I attach every std::cout with std::endl in order to flush the buffer and output the '/n' character. However, finally I got the output as the following.

Both threads have different idInside Thread :: ID = Inside Thread :: ID = 
0x700003715000
0x700003692000
From Main Thread :: ID of Thread 1 = 0x0
From Main Thread :: ID of Thread 2 = 0x0
Program ended with exit code: 0

It seems that the '/n' before the Inside Thread disappeared. Could you please help me figure it out? Thank you so much!

Answer 1

You have 3 threads which are accessing cout without any synchronization. You have defined mtx but it is not used, why?

Add lock_guard to protect cout statement:

void thread_function()
{
    std::lock_guard<std::mutex> lk{mtx};
    std::cout << "Inside Thread :: ID = " << std::this_thread::get_id() << std::endl;
}

    if (threadObj1.get_id() != threadObj2.get_id())
    {
        std::lock_guard<std::mutex> lk{mtx};
        std::cout << "Both threads have different id" << std::endl;
    }

Answer 2

I think I should also receive three '\\n' right?

The three '\\n' characters in question are there in your output. They're at the ends of the first three lines of output.
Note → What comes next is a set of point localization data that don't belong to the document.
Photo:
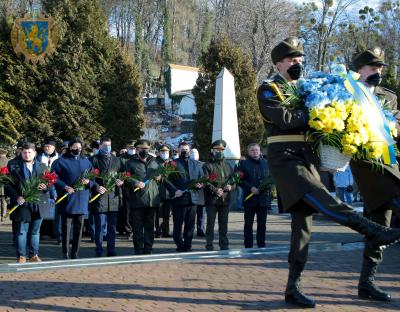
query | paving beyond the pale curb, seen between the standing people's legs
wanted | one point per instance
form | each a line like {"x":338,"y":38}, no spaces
{"x":278,"y":234}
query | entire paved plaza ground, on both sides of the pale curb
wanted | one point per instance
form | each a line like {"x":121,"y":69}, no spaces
{"x":199,"y":281}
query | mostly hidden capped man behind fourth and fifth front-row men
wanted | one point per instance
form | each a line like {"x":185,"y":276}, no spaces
{"x":165,"y":198}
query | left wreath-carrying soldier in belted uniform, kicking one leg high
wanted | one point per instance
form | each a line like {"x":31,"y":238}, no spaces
{"x":293,"y":167}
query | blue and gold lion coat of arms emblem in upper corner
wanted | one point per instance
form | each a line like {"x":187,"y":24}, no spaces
{"x":35,"y":38}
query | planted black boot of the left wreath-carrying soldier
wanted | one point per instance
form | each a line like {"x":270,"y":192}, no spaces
{"x":293,"y":293}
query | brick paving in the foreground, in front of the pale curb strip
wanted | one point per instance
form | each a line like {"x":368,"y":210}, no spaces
{"x":244,"y":284}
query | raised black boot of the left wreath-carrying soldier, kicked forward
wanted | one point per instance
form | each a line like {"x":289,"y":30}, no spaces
{"x":378,"y":235}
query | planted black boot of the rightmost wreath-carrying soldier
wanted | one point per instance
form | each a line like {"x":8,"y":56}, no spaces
{"x":366,"y":287}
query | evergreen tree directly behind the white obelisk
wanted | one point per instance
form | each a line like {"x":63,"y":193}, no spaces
{"x":222,"y":54}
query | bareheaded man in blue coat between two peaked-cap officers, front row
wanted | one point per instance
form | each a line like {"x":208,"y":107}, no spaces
{"x":185,"y":201}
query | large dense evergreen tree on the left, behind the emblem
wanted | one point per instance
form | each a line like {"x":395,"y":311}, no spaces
{"x":69,"y":94}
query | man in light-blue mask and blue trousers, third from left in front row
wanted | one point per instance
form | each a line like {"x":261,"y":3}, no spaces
{"x":105,"y":208}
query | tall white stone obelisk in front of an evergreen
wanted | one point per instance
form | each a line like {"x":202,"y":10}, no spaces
{"x":225,"y":125}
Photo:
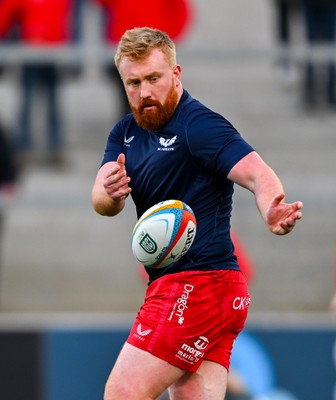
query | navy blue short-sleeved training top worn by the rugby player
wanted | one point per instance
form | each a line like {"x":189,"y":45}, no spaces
{"x":189,"y":160}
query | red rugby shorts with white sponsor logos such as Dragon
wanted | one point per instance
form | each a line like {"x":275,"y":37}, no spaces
{"x":191,"y":316}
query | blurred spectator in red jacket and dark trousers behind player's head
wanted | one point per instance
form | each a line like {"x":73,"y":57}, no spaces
{"x":173,"y":17}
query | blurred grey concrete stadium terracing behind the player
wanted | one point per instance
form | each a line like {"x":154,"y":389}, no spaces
{"x":60,"y":257}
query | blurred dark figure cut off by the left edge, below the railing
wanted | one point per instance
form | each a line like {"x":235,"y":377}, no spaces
{"x":8,"y":179}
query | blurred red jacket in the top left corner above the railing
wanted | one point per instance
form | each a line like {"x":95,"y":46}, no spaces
{"x":40,"y":22}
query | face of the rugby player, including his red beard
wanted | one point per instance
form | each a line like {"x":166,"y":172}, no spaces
{"x":153,"y":89}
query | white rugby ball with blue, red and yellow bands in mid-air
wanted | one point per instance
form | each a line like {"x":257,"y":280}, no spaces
{"x":163,"y":234}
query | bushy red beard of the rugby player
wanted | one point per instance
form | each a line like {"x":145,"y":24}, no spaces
{"x":157,"y":117}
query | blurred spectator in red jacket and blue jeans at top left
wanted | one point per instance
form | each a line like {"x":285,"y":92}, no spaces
{"x":40,"y":23}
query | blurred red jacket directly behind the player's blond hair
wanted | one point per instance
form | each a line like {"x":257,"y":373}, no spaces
{"x":171,"y":16}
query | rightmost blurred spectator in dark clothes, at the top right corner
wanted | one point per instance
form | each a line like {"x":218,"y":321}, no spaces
{"x":320,"y":22}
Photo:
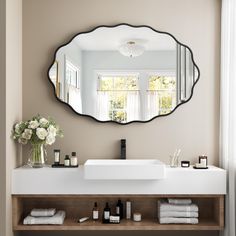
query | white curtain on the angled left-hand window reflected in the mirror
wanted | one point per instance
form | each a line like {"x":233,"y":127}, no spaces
{"x":74,"y":97}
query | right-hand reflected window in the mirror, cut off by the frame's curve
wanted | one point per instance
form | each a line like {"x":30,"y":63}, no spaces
{"x":161,"y":95}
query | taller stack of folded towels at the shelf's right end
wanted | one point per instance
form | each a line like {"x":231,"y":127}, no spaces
{"x":177,"y":211}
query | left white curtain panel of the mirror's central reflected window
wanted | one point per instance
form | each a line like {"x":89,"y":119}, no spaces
{"x":102,"y":106}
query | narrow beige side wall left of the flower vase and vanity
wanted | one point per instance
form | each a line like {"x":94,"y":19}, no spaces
{"x":11,"y":102}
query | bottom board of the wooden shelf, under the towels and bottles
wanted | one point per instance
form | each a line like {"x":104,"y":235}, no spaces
{"x":71,"y":224}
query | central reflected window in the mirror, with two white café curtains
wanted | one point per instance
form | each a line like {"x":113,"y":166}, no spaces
{"x":118,"y":97}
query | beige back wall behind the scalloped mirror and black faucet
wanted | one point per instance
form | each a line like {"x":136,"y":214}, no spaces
{"x":193,"y":127}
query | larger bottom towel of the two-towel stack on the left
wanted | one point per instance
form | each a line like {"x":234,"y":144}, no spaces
{"x":57,"y":219}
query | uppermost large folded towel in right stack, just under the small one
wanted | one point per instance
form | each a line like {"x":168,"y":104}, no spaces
{"x":164,"y":206}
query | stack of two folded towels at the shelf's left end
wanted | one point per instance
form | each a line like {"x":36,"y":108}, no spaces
{"x":45,"y":217}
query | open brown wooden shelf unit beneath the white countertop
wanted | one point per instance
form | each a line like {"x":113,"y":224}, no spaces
{"x":211,"y":212}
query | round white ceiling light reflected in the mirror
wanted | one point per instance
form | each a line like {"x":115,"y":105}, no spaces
{"x":131,"y":49}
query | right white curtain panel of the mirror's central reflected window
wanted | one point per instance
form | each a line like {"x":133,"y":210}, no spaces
{"x":133,"y":106}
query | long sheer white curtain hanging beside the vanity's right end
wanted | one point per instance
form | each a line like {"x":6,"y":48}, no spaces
{"x":228,"y":109}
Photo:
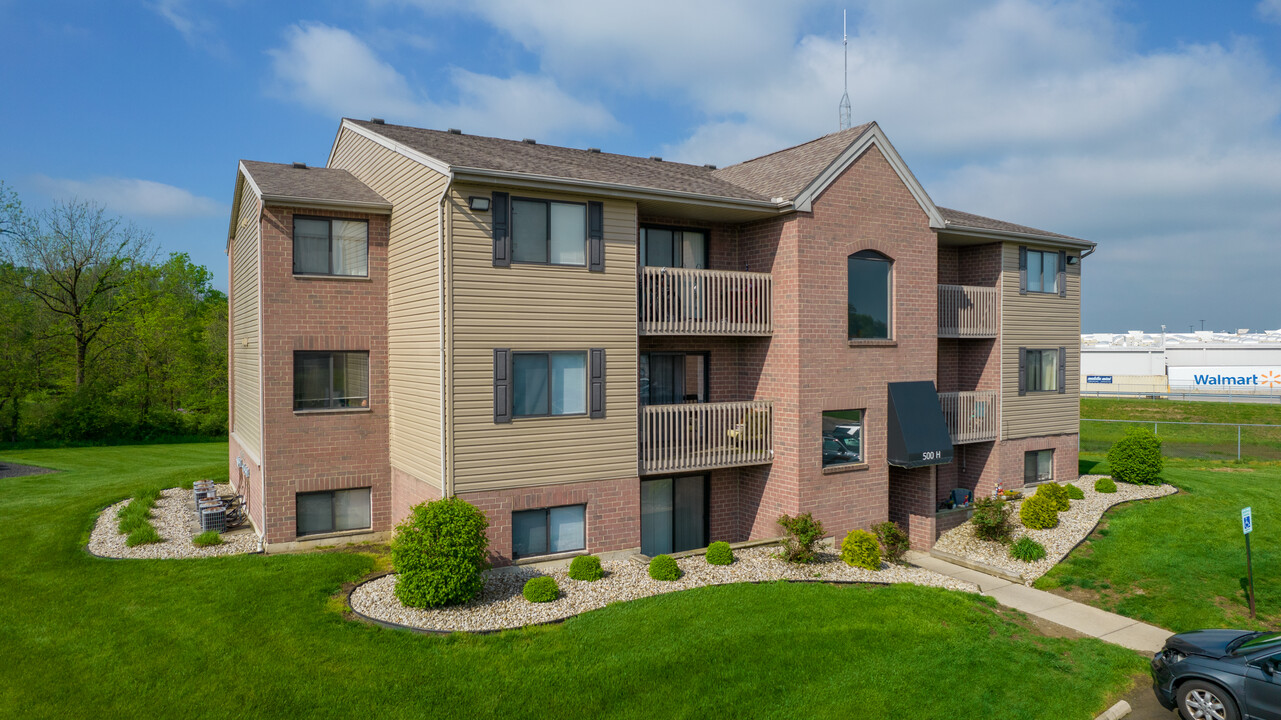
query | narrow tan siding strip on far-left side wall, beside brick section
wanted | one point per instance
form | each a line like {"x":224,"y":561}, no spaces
{"x":247,"y":335}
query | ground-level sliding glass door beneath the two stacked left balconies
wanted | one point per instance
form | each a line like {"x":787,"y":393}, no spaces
{"x":673,"y":514}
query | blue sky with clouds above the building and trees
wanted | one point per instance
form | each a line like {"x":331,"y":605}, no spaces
{"x":1154,"y":129}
I think maybe you misunderstand what this line from your example means:

std::cout << "Inside Thread :: ID = " << std::this_thread::get_id() << std::endl;

There are four separate function calls explicit in that one line of code. That one line does exactly the same thing as these four lines:

std::cout << "Inside Thread :: ID = ";
auto id = std::this_thread::get_id();
std::cout << id;
std::cout << std::endl;

Even assuming that the std::cout object is fully synchronized, You have done nothing to prevent the various threads from interleaving the separate function calls. Eg,

• main thread calls std::cout << "Both threads have different id";
• threadObj1 calls std::cout << "Inside Thread :: ID = ";
• threadObj2 calls std::cout << "Inside Thread :: ID = ";
• main thread calls std::cout << std::endl;
• threadObj1 calls std::cout << std::this_thread::get_id();
• threadObj1 calls stc::cout << std::endl;
• etc.